I do not remember much of my childhood. I think of it in slices: a piece here, a chunk of it there, a repressed memory popping out of nowhere. We as human beings are not supposed to recall much from our childhoods regardless, but for me, it is almost as if I never existed until I turned twelve.
My old therapist used to say that was not normal. It had something to do with trauma, something about the brain shutting itself down because it physically could not handle whatever events transpired. I remember sitting there in that room wanting to rip out my synapses and prod them until they zapped to life again. (That isn't how it works either, but that is how I thought I could fix it.)
The snippets I recall from being a child are cloaked in fantasy. My childhood best friends - only friends, for that matter - were less tangible and real to me than the imaginary characters I read about in story books.
I remember drawing half-colored photos for teachers during recess and relishing in their grins as they hung up the artwork on the back wall.
I remember the pink chalk that stained my hands when I tried to get friends by writing down, "Who wants to play with me?" on the blacktop on a sticky May afternoon. I remember the tears stinging my eyes when I saw someone else had scribbled all the way over it.
I remember going to a cheerleading party and sitting with the adults upstairs, chatting like a mother instead of the ten year old I should have been. When they asked me why I was not hanging around the other kids, I said I liked the grown ups better. Somehow, I fit in there.
I remember wandering through Michigan's would-be forests and thinking to myself that I wish I had magic so I could light up the sky.
I remember sitting in the corner of a playground with a book in my hands, devouring words whole like I could spit them back out and breathe life into them. To this day, I still reread "Harry Potter" whenever I get lonely.
I am twenty years old now, and growing old terrifies me. Maybe it has to do with the horrifying ordeal of filing tax forms. Maybe it has to do with knowing that humans are not meant to spend their final years alone. Maybe it has to do with understanding that dreams die and so does everyone you love.
Maybe it is all of that, but I don't believe it is the entire picture.
I have spoken to a lot of people with similar stories of a childhood spent in isolation, leading to introversion and fear of abandonment. These people are old souls.
They are the ones who are told, "Hey, you're so mature for your age!" as though it is a compliment rather than a testimony to some childhood lost. They yearn for the ability to see life through the eyes of someone more carefree and able to simply let go. They think too much about everyone else and not enough about themselves.

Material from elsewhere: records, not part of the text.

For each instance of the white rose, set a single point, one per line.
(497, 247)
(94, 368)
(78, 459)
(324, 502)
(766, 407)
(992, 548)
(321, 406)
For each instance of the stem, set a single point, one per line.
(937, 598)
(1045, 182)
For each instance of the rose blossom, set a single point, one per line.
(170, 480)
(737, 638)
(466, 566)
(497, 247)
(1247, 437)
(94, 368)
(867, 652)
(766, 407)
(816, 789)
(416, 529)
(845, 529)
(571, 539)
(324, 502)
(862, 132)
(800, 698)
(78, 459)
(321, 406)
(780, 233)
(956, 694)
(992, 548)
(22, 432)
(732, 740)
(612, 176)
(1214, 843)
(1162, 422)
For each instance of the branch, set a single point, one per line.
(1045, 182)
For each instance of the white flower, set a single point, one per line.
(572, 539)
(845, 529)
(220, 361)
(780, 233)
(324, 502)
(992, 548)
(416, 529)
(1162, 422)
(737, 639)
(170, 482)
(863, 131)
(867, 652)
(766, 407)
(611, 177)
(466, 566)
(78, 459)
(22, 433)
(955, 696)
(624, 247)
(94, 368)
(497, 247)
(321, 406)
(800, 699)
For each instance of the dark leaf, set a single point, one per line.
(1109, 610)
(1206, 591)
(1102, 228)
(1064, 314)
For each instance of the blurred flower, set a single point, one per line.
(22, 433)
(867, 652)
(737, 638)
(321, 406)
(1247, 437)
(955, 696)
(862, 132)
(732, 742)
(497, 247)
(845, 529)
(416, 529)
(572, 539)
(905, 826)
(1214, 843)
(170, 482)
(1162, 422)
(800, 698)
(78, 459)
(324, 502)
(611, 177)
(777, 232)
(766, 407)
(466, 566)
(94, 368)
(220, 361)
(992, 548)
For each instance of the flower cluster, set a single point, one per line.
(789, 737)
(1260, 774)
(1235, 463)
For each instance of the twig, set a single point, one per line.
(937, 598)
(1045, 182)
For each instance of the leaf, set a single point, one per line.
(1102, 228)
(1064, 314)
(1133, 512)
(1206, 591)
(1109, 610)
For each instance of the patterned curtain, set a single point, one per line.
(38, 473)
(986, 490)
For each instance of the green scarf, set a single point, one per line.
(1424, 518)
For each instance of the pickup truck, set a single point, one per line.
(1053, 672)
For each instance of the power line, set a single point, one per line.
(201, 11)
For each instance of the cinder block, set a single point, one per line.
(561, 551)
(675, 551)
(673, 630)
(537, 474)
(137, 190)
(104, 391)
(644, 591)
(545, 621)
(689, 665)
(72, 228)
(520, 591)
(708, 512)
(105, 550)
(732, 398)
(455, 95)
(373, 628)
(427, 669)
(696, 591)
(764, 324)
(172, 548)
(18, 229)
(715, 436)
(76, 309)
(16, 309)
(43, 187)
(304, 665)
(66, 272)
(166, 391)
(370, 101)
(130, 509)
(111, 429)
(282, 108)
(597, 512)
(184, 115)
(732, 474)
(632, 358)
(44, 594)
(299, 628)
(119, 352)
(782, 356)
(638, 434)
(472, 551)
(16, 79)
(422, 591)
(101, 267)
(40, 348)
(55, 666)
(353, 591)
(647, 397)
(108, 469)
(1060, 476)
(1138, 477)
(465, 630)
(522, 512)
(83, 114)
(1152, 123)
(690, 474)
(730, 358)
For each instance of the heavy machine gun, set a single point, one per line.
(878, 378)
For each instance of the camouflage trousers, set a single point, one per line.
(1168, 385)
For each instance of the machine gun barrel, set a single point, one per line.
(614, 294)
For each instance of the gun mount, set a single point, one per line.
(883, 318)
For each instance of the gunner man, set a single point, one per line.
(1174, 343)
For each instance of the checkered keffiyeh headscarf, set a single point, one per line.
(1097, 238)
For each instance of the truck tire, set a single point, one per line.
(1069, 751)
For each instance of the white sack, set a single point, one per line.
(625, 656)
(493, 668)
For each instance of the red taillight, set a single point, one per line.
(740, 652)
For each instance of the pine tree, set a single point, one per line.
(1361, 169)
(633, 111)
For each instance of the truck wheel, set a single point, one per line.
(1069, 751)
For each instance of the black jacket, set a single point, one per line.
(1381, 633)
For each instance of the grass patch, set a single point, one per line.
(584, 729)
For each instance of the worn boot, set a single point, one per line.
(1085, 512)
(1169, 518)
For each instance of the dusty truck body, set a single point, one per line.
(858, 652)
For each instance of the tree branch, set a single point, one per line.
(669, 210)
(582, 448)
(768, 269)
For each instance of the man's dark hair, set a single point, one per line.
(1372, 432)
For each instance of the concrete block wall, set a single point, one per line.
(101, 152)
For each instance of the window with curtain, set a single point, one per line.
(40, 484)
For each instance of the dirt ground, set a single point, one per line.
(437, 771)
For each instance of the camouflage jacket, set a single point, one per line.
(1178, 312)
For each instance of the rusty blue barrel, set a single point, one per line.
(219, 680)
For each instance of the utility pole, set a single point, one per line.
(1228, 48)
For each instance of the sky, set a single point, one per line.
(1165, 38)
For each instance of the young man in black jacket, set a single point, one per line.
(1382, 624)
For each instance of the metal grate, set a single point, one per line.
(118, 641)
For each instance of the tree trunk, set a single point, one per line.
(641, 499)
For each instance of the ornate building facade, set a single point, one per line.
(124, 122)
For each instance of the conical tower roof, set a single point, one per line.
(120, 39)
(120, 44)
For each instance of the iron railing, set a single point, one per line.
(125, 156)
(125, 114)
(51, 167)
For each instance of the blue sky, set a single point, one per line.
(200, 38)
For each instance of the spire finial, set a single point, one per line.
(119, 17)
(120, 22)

We are afraid to grow up because we do not know what it means.
When childhood was not what it was meant to be, adulthood becomes a supernova exploding with anxious thoughts. We are terrified of never getting better at existing than we were as children. Some of us never planned on getting this far.
It hurts a lot more now than it did then. I have a found family in a group of friends; I am closer to my biological family than I ever was previously. Yet there is this hollow ache in the middle of my chest that something will never be quite right when my mind inevitably flutters back to those black holes of should have beens.
I plan to live my life the way I should have treated as a child by my peers: with kindness, love, and understanding. We all deserve a home. We all deserve to feel purposeful and as though we are meant to be here. We all deserve happiness and this universe's most beautiful moments.
We deserve the lives our childhood selves would have wanted.
To you, dear reader: I sincerely hope you strive for that too.